Deterministic safety factors
Traditional design uses a single safety factor SF = mean capacity / mean demand, applied to allowable stress or load. This is simple but cannot quantify failure probability explicitly.
- Typical SF: 2–5 for static loads, higher for dynamic or uncertain loading.
- SF bundles together uncertainty in material, load, workmanship, and model accuracy.
- Global safety factor approach masks whether the design is load-uncertain or resistance-uncertain.
Probability-based design and reliability index β
Modern codes (Eurocode, ASCE 7, AS/NZS) use limit state design with partial factors calibrated to achieve a target reliability index β = 3.5–4.5 for ultimate states.

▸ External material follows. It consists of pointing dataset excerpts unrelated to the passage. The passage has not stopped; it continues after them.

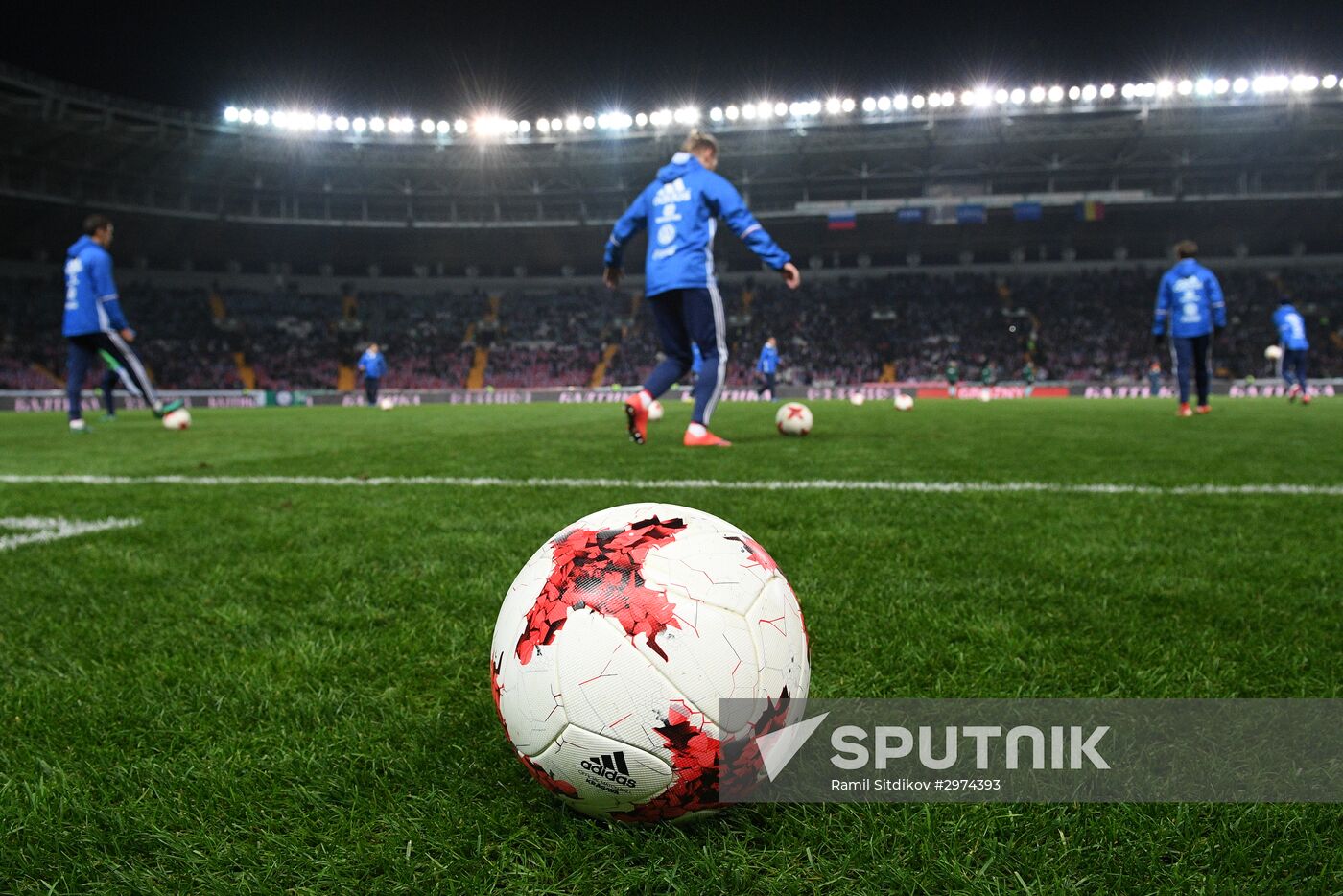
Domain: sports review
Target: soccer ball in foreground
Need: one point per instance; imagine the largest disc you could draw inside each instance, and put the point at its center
(794, 418)
(615, 644)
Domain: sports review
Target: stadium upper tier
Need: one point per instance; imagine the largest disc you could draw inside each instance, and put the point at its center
(1078, 324)
(1185, 141)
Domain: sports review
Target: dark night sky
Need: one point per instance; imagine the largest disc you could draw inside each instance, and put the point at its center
(548, 58)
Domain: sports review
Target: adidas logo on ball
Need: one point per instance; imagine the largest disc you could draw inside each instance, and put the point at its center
(610, 766)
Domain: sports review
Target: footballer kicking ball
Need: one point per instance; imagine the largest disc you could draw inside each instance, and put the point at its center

- β = (µR − µS) / √(σR² + σS²) — distance from failure in standard deviation units.
- Pf = Φ(−β) where Φ is the standard normal CDF.
- β = 3.5 → Pf ≈ 2×10⁻⁴ (annual for ultimate structural limit state).
Risk-informed decisions
Beyond structural reliability, consequence must be weighed against probability. Risk = P(failure) × Consequences drives cost-benefit optimization of safety investments.
- ALARP: risk must be As Low As Reasonably Practicable — not necessarily as low as possible.
- Fault trees and event trees combine component failure probabilities systematically.
- Target failure rates in code are implicit social decisions balancing economic and life-safety priorities.